MIT Sloan CIO Symposium- Dave Girouard

1 comment :
Yesterday on the way home i listened to the Dave Girouard session at the MIT Sloan CIO Symposium. Girouard is VP and General Manager of Google Enterprise and on the MIT site it quotes Eric Schmidt saying that "In his group, we have the wildest meetings"- sign me up.

I saw one of the other Enterprise Google folks in April at a conference and he had also talked about the evolution of the 'office worker' to the 'knowledge workers' to the 'self directed innovator' in the workplace. Right away i associated with the definition of a self directed innovator- i had been thinking about that user for a while as i design solutions for enterprise customers- mainly because i am one, but more importantly because i believe those folks are on the bipolar edge of an enterprise user and a consumer and successful enterprise applications need to feel 'comfortable' and usable for these users and then others who will follow the early adopters.

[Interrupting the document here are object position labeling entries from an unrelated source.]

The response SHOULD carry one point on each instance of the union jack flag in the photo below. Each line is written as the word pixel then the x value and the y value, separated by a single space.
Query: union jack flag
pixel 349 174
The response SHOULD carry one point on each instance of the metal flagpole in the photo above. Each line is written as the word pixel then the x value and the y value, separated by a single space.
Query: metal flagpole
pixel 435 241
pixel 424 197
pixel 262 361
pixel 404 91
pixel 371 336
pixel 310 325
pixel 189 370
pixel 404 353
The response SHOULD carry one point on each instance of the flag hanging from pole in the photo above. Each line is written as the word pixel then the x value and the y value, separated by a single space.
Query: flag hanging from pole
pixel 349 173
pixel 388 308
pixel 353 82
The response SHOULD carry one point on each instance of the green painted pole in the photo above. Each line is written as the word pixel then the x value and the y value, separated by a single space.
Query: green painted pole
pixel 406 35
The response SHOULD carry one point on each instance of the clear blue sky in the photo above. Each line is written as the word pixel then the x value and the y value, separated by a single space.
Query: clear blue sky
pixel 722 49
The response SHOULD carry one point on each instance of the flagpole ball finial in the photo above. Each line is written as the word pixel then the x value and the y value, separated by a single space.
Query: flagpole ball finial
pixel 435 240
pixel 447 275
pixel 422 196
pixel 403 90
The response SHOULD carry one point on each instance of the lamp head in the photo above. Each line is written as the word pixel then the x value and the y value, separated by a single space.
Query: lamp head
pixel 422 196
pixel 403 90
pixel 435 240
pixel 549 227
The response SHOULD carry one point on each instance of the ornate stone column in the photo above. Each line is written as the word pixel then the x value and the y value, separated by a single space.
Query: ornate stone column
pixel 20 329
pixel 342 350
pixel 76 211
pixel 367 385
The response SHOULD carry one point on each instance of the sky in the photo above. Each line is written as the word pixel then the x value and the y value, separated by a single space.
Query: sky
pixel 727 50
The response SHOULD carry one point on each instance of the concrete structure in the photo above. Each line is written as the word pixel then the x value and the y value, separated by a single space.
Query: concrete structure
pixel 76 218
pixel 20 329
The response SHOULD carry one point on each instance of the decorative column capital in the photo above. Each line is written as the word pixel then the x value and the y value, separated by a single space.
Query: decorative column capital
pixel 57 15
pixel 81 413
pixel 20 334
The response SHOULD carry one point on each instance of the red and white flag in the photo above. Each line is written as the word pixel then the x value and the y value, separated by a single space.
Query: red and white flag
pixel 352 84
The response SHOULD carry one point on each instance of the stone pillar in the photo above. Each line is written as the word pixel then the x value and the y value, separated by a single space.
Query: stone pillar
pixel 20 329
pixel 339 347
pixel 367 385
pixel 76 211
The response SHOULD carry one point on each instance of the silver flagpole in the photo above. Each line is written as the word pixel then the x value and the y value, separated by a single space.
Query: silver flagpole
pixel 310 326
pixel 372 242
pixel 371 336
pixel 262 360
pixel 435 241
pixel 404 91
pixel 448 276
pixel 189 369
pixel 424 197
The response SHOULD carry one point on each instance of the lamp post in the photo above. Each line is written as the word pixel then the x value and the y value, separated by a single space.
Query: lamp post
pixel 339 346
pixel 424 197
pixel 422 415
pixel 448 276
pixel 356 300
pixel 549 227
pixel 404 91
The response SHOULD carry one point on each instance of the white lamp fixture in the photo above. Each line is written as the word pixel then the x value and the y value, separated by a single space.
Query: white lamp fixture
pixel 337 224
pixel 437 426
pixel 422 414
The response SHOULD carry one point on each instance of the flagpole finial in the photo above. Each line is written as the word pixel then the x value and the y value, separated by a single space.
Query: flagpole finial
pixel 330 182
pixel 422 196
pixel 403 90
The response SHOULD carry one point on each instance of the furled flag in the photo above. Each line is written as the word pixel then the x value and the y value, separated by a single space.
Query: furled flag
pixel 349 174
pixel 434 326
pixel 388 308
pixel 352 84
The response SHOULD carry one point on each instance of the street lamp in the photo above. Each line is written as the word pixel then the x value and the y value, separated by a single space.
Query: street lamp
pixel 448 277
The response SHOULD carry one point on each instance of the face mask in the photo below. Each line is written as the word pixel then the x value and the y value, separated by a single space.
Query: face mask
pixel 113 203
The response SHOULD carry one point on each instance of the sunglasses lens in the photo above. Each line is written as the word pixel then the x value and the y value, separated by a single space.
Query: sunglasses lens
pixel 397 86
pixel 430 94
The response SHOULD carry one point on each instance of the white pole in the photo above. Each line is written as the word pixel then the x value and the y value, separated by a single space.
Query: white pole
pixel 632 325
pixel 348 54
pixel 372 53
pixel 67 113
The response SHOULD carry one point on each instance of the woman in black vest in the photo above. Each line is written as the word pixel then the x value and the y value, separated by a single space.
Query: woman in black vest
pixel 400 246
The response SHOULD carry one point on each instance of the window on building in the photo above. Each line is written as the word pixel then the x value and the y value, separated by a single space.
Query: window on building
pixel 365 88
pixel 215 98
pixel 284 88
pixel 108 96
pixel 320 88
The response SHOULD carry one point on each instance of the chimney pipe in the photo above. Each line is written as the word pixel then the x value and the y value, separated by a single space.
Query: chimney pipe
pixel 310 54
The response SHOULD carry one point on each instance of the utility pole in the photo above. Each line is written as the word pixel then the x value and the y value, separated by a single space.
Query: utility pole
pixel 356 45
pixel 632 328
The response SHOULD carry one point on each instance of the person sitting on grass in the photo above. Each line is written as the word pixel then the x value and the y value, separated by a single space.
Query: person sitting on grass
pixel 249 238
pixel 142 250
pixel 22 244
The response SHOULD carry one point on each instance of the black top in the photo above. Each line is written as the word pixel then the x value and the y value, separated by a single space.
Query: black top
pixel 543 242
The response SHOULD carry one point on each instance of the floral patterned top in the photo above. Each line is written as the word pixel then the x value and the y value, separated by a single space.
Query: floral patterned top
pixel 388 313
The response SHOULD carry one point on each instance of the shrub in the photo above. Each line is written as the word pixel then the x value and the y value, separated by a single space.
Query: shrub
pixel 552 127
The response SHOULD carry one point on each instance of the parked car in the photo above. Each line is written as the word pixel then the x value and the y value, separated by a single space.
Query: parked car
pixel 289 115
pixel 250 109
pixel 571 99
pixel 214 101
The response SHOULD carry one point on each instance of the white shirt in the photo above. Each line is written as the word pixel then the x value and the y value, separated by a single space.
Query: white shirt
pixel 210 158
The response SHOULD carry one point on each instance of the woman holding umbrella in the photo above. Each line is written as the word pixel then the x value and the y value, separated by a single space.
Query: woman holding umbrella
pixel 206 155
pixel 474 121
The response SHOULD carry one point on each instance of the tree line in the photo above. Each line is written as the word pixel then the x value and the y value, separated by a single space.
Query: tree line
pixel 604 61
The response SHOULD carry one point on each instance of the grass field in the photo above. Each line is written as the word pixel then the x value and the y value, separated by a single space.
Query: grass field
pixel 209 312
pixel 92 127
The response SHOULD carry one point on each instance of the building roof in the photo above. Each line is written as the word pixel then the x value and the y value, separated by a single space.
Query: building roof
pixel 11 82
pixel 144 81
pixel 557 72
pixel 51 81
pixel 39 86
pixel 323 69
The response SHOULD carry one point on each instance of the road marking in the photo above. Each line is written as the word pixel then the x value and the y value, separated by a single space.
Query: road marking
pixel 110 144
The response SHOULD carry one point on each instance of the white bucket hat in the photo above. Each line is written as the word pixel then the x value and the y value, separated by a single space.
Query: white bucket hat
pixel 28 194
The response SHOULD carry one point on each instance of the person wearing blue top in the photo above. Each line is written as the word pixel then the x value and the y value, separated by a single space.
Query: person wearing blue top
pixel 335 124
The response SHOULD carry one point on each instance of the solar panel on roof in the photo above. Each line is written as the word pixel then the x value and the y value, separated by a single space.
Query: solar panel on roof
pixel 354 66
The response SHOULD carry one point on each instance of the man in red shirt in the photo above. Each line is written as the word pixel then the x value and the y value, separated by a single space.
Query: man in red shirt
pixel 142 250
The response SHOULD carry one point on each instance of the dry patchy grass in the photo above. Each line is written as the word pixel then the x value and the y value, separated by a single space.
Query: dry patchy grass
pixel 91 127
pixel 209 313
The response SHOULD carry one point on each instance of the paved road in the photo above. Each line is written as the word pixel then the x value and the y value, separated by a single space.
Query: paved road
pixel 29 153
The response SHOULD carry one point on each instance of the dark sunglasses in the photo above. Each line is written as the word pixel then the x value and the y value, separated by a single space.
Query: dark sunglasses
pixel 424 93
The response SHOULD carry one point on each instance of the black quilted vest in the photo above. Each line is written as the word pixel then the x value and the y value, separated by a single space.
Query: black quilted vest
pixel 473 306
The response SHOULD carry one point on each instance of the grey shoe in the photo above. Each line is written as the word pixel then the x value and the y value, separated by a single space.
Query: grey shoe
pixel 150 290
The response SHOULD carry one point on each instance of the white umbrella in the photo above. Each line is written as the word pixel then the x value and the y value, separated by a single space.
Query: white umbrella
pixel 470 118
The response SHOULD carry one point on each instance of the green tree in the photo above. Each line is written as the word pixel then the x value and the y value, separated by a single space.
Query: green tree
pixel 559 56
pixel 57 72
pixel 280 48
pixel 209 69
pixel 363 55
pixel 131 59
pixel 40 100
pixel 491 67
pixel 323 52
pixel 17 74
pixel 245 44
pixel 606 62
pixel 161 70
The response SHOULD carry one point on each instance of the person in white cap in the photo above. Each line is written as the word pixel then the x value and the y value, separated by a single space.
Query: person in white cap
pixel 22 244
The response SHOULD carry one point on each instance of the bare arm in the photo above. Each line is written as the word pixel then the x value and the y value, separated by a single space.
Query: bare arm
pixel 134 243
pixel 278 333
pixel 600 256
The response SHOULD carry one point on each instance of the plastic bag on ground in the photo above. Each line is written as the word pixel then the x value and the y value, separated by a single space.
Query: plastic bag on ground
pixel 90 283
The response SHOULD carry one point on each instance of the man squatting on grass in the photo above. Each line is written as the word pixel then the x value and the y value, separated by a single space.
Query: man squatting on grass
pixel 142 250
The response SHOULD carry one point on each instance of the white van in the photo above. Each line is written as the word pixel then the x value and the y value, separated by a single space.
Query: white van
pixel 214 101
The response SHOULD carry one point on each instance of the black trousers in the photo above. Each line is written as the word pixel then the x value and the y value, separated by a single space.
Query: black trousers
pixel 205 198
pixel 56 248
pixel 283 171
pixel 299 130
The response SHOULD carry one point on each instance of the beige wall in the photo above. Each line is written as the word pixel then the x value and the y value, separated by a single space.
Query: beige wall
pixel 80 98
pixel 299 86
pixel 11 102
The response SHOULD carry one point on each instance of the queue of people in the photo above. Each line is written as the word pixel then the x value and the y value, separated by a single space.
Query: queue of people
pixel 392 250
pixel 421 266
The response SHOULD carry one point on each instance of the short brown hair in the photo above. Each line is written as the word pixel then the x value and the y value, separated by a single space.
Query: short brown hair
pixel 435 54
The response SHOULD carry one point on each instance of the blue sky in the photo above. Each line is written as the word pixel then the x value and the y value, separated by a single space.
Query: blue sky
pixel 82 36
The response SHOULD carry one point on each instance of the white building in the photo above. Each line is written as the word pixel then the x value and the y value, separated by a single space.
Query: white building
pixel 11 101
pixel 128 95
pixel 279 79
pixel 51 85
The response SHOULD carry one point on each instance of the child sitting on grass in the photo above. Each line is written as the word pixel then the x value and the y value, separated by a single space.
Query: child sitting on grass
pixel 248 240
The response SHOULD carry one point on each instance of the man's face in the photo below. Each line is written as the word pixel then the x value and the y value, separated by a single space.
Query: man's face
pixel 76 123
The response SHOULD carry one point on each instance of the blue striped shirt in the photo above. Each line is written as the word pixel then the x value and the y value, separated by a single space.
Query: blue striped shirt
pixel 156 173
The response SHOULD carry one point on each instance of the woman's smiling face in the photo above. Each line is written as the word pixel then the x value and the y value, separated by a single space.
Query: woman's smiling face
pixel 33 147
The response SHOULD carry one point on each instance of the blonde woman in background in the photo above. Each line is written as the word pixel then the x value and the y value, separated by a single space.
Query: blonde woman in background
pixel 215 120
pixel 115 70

I highlight the items below that i thought were important to keep in mind as we try to deliver enterprise solutions that solve business issues and have high levels of adoption.
Here are a few items that are important to keep in mind that Girouard mentioned that i would keep in mind with information delivery solutions in the enterprise:
  • The target employees for the greatest adoption probably has no directs reports however are big influencers at their company and/or within their groups- if they use it others will follow
  • the raw material = talent- without it nothing happens- tools need to leverage that talent and enable sharing
  • need information everywhere- at their desktop, on the road, in a meeting, on the fly when and how they want and need it
  • put the companies' knowledge behind that person
  • they like to collaborate inside and outside the company- enable this
  • their personal life and work lives are not entirely separate- they live an intermingled life- support it
  • they do not spend the majority of a time in one single application- let the information follow were they go
In Girouard's case he is talking about search- but we all know that Google Enterprise is thinking way beyond search and other other enterprise applications already out there. As savy users, if enterprise applications don't meet our needs we find other ways to do what we need to do, we stop being productive or even worse leave to go somewhere were the tools meet our 'style'. With the new 'MySpace' generation coming into the workforce, enterprise applications need to be designed to meet the needs of those new users.

1 comment :

Anonymous said...

Daniella,

Great post, spot on with what enterprises need from their solution set.